Idas e vindas
Brincamos de família, nós quatro: ele sentado a minha frente, os filhos à volta, a comida, sim, é preciso ser bem sublinhado - a comida, que eu própria coloco à mesa, diante dos olhares ávidos. Ele se serve logo, tem pressa, está com fome. Sirvo as crianças, que falam, se agitam, querem isso, não querem aquilo. Eis-me, enfim, sentada. "A sobremesa", pedem. E lá vou eu, me levanto, busco doces, frutas, o que houver. Ele se ergue - terminou. As crianças saem correndo. Engulo os últimos bocados, despacho a turma e vejo-me novamente só.
Vai viajar. Passa dias fora. As ausências tornam-se mais freqüentes do que as presenças. Vamos adaptando-nos a outra forma de viver. Os filhos reclamam sua falta, às vezes. Mas, quando vem, o carinho se esgota em poucas demonstrações. É tudo. Sobrevém nova partida. Nós continuamos nossa vida.
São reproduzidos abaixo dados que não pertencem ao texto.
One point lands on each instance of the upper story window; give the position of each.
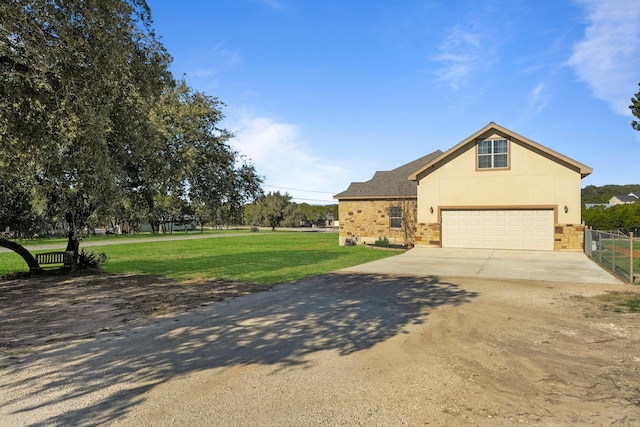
(493, 154)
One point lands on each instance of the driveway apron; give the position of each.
(572, 267)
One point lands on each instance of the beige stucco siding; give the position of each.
(533, 179)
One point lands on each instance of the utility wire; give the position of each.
(298, 189)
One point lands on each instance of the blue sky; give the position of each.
(324, 92)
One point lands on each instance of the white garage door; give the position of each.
(498, 229)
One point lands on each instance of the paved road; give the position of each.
(356, 347)
(572, 267)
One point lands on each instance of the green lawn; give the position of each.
(264, 257)
(125, 237)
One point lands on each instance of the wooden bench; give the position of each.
(49, 258)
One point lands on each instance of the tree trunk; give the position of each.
(34, 267)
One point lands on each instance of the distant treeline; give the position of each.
(594, 194)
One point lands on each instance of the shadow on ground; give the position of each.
(97, 381)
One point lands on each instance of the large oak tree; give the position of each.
(91, 118)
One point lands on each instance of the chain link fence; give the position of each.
(615, 251)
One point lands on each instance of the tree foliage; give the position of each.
(93, 124)
(635, 110)
(617, 217)
(602, 194)
(271, 209)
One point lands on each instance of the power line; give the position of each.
(315, 200)
(298, 189)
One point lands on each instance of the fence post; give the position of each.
(631, 257)
(613, 254)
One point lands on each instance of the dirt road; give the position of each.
(339, 349)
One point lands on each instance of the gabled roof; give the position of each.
(489, 130)
(388, 184)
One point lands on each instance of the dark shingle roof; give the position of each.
(389, 184)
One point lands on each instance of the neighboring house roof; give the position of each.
(388, 184)
(489, 130)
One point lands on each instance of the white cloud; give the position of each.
(461, 53)
(286, 160)
(608, 57)
(538, 98)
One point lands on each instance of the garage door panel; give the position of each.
(498, 229)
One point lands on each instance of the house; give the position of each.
(495, 189)
(624, 200)
(370, 210)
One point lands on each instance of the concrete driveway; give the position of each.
(572, 267)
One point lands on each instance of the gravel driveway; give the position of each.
(349, 348)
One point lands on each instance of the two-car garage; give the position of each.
(527, 229)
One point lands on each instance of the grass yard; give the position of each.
(264, 257)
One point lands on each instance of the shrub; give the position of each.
(90, 259)
(382, 242)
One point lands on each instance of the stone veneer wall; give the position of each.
(569, 237)
(368, 220)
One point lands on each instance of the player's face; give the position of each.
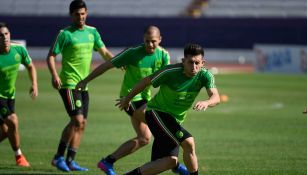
(79, 17)
(151, 42)
(192, 64)
(5, 37)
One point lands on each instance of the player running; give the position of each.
(76, 44)
(11, 56)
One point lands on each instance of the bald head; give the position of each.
(152, 39)
(152, 30)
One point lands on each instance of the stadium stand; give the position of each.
(150, 8)
(259, 8)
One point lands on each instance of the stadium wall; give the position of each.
(230, 33)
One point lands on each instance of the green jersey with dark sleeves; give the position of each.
(76, 46)
(9, 67)
(177, 91)
(139, 64)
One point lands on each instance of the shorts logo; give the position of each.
(3, 111)
(179, 134)
(78, 103)
(91, 37)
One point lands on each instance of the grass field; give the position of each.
(260, 131)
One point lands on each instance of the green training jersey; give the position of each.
(139, 64)
(9, 66)
(76, 46)
(177, 91)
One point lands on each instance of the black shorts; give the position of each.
(134, 106)
(168, 134)
(7, 107)
(75, 101)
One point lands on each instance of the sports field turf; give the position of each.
(260, 131)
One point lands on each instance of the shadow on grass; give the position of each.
(13, 169)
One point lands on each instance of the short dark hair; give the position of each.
(193, 49)
(2, 24)
(76, 4)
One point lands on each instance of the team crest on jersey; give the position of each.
(17, 57)
(91, 37)
(158, 64)
(78, 103)
(3, 111)
(74, 39)
(179, 134)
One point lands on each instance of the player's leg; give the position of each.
(170, 130)
(136, 111)
(71, 135)
(142, 138)
(78, 122)
(3, 114)
(164, 154)
(155, 167)
(189, 155)
(3, 130)
(11, 122)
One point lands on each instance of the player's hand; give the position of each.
(56, 82)
(122, 103)
(81, 85)
(201, 106)
(33, 91)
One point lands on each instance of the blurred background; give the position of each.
(238, 35)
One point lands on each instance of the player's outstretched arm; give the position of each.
(214, 99)
(105, 53)
(33, 77)
(123, 103)
(96, 72)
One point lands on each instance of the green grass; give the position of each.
(260, 131)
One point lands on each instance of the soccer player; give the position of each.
(76, 44)
(139, 62)
(179, 85)
(11, 56)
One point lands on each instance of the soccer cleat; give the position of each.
(181, 170)
(73, 166)
(22, 161)
(106, 167)
(60, 164)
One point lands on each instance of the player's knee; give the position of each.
(12, 121)
(144, 141)
(172, 161)
(79, 123)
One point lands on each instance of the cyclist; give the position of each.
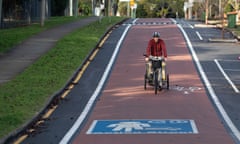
(156, 47)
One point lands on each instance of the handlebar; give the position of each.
(156, 58)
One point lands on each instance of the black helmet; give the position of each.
(156, 34)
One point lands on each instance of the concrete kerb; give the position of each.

O outro nos observa de longe. Antigo conhecido da família, dão-se bem os dois. Começa a aparecer de vez em quando. Vamos fazer um piquenique, as crianças e eu. Companheiro, segue a meu lado. Sem perguntas, sem exigências, presente apenas.
Corremos pelo campo, etéreos, o vento nos cabelos. O verde nos cerca em todas as direções. Os garotos são passarinhos fora da gaiola. Brincamos e pulamos, e uma ponta de entusiasmo toma conta de mim. De mansinho.
Ele volta. Depois de quanto tempo? Semanas, meses? Parece que faz tanto tempo. Nem mais alegre, nem mais triste. Fechado, enrustido em seus problemas, com pressa. Não sabemos o motivo. À mesa, os cinco. Há um mal-estar qualquer voejando em torno de nós. Discretamente, o amigo se retira. E não volta, pelo menos não nos próximos dias.
Mais uma vez brincamos de família. Fazemos juntos as refeições, dormimos ambos na mesma cama, o mesmo teto nos abriga. O ambiente torna-se tenso. Cada vez mais tenso. Morreu a alegria, um peso no ar... Gostaria de fugir. Gostaria de sumir.
Ele vai embora. Não sabe quando voltará. Beija os filhos, roça a minha face. Será que sou tão incapaz? Por que não consigo mudar as coisas? Onde está o meu ânimo? Aquele que um dia tive e que - parece - se foi? Cubro o rosto com as mãos e entrego-me a um livre chorar. Como há muito não fazia.
Saio para as compras. A rua pega fogo. Vou-me derretendo ao sol. Silenciosamente, um vulto põe-se a meu lado. Não levanto os olhos, pressinto. Caminhamos juntos para o centro.